After owner Valerie Mould of Princeton, West Virginia, realized that her dog, Curtis, had eaten the skewer during a family event to celebrate the birth of their daughter in 2014, she took him to a local veterinarian. She was told to watch Curtis closely, but the following morning, he vomited and collapsed. The family brought Curtis to a local emergency animal hospital, which referred him to the Veterinary Teaching Hospital in Blacksburg for treatment.

David Grant, associate professor of internal medicine in the Department of Small Animal Clinical Sciences, performed an ultrasound and endoscopy, but he and his colleagues found no evidence of the skewer. Curtis spent two days in the hospital’s intensive care unit.

“No matter how hard they tried, they couldn’t find the skewer,” Mould said. “There were no signs that it punctured anything either, so they believed it had possibly broken down in his stomach.”

After more monitoring and tests, Curtis was sent home. A few months later, he became lethargic and irritable and lost his appetite. The Mould family brought Curtis to a local veterinarian several more times before returning to the Veterinary Teaching Hospital. Grant and his colleague Kemba Clapp, assistant professor of radiology, found a baseball-sized mass between his stomach and pancreas. Marian Benitez, clinical assistant professor of small animal surgery, recovered the long-lost skewer while performing surgery to remove the mass.

“After nearly a year after ingestion, the body worked hard to wall off the wooden skewer by encapsulating it,” Benitez said. “The body as an organ never ceases to amaze me.”

With the skewer removed, Curtis returned to his old self. “Ever since he was healed, he’s been doing great,” Mould said. “He’s eating again and energetic.
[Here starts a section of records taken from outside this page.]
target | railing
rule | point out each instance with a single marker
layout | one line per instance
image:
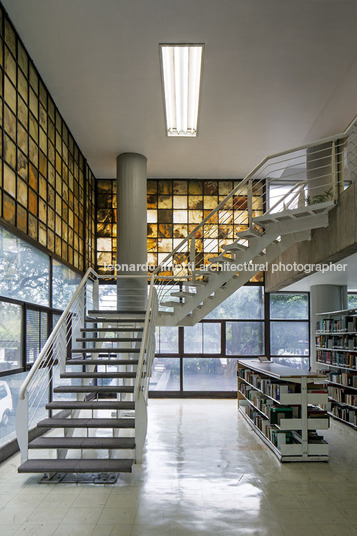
(299, 177)
(51, 362)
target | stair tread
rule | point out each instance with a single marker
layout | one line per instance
(116, 320)
(110, 330)
(98, 375)
(117, 312)
(90, 404)
(55, 422)
(82, 442)
(104, 361)
(93, 389)
(76, 466)
(105, 350)
(108, 339)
We are so happy to see that Curtis has his personality back.”

Afterward, Curtis was nominated by Nationwide for the 2015 Hambone Award, which recognizes the most unusual pet insurance claim of the year and is named in honor of a dog that ate a Thanksgiving ham while waiting to be rescued from a refrigerator. Curtis received the most votes from the public during an online competition, beating out 11 other pets nominated for the award.

Because of his successful treatment at the Veterinary Teaching Hospital, the college also received a $10,000 Nationwide-funded award through the Veterinary Care Foundation to treat pets whose owners could not otherwise afford treatment. “This was such an unfortunate experience for Curtis, but we hope that some good will come to other pets as a result of this recognition,” Mould said.

The runners up for the 2015 Hambone Award included a Persian cat that swallowed more than three feet of packaging tape and a miniature Dachshund that defended himself from a rattlesnake after eating the snake’s siblings.